Forsaking All Others:
How Religious Involvement Promotes
Marital Fidelity in Christian, Jewish, and Muslim Couples

David C. Dollahite
Brigham Young University

Nathaniel M. Lambert
Florida State University

This study reports results from in-depth interviews with 57 highly religious, middle-aged married couples from the major Abrahamic faiths (Christianity, Judaism, Islam) living in New England and Northern California. Grounded theory was employed to create a conceptual model describing the ways that religious couples draw on their beliefs and practices to stay faithful to their marital vows. Couples reported that religion promoted marital fidelity in four important ways: (1) religious belief and practice sanctified their marriage and thereby improved marital quality, which indirectly promoted fidelity; (2) religious vows and involvement fortified marital commitment to fidelity; (3) religion strengthened couples’ moral values, which promoted fidelity in marriage; (4) religious involvement improved spouses’ relationship with God, which encouraged them to avoid actions such as infidelity that they believed would displease God.

 

Research Note
Variety in the Sangha:
A Survey of Buddhist Organizations in America

Buster G. Smith
Baylor University

Despite increasing attention from scholars, the study of American Buddhism still suffers from minimal statistical data at the national level. This report presents organizational-level information on 231 American Buddhist centers, drawn from a recent national survey. Results include information about the type of Buddhism practiced, congregational ethnicity and language, number, age and marital status of members, activities and outreach of the center, and evangelical goals. Combined these results illustrate the vast amount of diversity among Buddhist organizations in America.

 

Research Note
Between Religion and Spirituality:
New Perspectives in the Italian Religious Landscape

Franco Garelli
University of Turin

The concept of “spirituality” that has been used to describe changing beliefs in an increasingly globalized and pluralistic world can be useful also in describing the Italian religious panorama.
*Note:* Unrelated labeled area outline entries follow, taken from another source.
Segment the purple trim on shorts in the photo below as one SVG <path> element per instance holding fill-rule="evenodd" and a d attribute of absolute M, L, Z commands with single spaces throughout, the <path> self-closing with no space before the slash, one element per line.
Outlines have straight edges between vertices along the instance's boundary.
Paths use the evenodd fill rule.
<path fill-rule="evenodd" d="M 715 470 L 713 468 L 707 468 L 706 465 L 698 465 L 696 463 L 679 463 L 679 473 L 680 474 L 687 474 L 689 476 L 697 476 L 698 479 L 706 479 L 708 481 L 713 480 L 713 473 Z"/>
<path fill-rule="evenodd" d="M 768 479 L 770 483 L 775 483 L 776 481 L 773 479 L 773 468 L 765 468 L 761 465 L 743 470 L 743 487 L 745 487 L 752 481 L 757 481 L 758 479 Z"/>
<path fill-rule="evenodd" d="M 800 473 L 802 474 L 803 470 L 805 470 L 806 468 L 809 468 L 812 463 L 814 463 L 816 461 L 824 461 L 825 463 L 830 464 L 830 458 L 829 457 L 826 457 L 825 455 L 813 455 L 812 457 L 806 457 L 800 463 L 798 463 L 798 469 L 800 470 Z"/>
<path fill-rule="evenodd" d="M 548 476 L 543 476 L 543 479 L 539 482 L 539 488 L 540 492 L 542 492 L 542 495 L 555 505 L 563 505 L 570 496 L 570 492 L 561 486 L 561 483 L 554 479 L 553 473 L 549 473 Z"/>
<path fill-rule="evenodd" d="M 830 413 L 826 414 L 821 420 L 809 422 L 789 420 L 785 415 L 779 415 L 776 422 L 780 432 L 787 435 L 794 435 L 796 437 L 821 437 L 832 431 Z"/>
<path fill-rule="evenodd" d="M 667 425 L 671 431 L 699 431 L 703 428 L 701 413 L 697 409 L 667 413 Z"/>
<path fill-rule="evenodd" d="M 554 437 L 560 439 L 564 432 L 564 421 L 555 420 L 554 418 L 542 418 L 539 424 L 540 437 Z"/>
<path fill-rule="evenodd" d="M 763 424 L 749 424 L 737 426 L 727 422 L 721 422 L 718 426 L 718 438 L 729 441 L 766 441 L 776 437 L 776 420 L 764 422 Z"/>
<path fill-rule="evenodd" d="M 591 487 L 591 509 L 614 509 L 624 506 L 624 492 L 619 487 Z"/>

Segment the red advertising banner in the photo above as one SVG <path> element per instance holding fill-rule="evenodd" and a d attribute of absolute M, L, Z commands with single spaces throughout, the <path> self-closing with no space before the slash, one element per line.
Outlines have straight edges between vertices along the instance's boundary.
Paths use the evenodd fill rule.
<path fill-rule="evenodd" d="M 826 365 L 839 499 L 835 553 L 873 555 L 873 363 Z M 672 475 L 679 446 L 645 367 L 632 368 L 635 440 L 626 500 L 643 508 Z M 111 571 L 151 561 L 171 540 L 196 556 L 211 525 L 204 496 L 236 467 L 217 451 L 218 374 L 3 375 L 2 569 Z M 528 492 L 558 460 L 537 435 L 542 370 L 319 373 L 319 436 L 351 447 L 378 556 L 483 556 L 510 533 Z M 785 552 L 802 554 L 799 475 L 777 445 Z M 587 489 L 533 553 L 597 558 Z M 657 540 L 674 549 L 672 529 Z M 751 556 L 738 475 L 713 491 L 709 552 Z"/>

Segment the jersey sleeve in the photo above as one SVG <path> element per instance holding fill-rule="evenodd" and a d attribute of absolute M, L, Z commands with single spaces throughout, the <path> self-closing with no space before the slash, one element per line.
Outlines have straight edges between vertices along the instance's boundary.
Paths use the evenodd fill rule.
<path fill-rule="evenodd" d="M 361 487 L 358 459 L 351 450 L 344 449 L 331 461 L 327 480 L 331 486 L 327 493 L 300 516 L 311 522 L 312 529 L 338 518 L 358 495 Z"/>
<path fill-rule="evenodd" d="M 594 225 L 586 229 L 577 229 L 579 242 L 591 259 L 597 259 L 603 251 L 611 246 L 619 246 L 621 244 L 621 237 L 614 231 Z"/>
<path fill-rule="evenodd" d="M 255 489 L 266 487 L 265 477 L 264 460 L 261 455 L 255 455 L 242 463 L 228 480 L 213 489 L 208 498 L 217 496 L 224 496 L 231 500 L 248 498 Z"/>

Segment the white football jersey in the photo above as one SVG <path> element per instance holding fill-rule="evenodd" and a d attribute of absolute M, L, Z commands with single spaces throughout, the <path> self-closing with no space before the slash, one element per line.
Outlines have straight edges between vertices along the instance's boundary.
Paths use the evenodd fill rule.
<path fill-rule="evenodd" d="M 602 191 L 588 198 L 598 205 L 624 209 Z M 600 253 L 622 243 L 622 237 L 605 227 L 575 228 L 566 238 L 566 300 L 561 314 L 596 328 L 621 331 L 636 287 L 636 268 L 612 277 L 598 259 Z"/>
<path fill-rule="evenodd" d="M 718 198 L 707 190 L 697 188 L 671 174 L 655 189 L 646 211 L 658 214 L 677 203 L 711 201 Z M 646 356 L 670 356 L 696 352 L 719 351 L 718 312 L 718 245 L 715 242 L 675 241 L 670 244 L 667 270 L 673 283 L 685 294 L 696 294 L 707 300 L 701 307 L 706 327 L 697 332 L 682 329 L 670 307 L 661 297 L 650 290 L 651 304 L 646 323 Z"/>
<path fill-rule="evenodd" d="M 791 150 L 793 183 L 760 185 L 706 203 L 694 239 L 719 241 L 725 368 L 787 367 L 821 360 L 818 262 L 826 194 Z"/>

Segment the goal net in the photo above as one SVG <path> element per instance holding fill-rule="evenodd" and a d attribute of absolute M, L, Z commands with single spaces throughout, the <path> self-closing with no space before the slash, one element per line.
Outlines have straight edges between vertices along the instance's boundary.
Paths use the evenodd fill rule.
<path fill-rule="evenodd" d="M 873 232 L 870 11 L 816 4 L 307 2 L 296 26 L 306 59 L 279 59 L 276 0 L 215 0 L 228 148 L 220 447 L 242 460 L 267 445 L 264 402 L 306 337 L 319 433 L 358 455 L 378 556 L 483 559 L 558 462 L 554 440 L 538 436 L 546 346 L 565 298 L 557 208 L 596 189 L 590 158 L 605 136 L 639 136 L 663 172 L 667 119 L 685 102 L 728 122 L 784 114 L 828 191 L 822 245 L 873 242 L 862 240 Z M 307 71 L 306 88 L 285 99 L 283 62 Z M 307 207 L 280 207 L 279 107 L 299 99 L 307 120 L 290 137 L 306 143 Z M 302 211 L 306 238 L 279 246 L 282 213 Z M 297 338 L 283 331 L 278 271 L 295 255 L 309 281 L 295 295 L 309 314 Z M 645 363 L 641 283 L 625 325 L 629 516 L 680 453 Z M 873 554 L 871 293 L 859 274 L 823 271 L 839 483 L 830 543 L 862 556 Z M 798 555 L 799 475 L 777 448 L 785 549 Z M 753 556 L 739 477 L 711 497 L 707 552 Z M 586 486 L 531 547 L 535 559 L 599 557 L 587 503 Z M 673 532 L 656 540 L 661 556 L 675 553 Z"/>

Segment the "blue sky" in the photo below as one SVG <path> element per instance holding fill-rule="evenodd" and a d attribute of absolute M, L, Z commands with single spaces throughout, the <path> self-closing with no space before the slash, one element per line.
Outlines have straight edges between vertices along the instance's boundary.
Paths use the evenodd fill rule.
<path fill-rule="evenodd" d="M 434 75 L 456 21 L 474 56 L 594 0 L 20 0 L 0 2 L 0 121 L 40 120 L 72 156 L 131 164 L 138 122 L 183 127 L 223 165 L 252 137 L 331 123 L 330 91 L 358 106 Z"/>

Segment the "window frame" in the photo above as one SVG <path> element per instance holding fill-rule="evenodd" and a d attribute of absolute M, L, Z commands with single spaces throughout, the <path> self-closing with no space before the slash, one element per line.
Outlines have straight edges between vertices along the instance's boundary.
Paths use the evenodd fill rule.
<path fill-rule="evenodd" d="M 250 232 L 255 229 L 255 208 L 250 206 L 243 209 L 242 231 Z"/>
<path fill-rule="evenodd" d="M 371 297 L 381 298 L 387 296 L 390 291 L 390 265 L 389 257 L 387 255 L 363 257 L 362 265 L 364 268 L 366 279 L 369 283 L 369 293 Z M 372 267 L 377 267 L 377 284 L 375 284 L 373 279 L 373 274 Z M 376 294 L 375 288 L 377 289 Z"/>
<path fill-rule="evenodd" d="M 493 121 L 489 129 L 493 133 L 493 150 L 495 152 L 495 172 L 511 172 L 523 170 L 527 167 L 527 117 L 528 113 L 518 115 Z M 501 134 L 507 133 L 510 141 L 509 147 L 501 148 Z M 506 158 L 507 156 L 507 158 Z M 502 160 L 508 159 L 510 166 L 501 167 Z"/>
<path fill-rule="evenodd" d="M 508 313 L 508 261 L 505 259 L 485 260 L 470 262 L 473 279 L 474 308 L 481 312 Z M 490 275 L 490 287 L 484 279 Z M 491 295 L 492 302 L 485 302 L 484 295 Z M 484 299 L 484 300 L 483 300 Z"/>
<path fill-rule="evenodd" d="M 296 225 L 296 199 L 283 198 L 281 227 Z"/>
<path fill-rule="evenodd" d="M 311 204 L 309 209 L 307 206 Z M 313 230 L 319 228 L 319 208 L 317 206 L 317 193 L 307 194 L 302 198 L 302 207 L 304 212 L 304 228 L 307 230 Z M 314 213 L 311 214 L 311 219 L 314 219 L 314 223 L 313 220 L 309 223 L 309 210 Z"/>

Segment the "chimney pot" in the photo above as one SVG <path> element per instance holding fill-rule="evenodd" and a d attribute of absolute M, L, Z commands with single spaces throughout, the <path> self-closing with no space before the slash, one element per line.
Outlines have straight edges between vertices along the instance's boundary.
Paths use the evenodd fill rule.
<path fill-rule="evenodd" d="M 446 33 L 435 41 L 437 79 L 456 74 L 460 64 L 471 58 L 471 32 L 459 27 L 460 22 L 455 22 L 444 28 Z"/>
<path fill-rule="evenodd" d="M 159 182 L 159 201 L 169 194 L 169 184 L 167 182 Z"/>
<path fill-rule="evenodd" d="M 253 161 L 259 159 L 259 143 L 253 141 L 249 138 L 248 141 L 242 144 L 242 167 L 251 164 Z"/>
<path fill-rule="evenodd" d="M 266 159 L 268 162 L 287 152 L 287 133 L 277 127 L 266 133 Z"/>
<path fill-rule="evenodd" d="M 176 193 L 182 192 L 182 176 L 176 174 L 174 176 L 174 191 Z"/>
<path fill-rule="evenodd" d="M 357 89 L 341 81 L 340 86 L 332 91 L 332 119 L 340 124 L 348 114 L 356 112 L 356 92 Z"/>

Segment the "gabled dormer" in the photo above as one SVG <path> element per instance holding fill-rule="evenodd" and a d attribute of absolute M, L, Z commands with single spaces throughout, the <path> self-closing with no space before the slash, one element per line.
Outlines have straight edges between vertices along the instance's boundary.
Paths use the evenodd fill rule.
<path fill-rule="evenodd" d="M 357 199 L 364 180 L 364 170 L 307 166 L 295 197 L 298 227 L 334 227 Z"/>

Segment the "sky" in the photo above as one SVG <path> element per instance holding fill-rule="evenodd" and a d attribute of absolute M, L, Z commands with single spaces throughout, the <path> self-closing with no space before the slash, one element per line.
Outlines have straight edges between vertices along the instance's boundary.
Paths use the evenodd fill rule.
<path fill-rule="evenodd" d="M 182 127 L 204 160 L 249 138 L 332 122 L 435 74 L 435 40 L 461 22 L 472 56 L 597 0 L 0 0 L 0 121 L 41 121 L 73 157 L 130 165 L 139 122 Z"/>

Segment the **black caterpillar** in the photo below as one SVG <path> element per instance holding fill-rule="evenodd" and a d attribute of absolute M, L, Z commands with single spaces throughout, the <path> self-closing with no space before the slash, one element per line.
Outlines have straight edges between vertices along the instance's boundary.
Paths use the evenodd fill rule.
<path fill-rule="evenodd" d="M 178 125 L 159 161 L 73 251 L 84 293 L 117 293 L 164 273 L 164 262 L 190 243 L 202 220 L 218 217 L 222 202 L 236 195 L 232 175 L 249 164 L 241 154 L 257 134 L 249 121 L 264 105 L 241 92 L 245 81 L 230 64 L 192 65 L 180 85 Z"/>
The peculiarity of the Italian case, characterized by a comparative monopoly on part of the Catholic religion and by a connotation of “cultural belonging” to Catholicism, highlights how the category of spirituality cannot be employed, as some authors do, in opposition to the concept of religion. Starting from research data on a sample of 2150 Italians, the article offers a typology describing the different relationships between the religious dimension and the spiritual dimension: beside the agnostic-atheists and cultural-ethnic religiosity, profiles of critical spirituality, “unbalanced” religiosity, and “integrated” religiosity are featured. The categories of religion and spirituality, therefore, do not annul each other, but each plays an important role in the definition of the Italian contemporary religious panorama in the various age, gender, cultural capital, and environmental contexts in which believers live.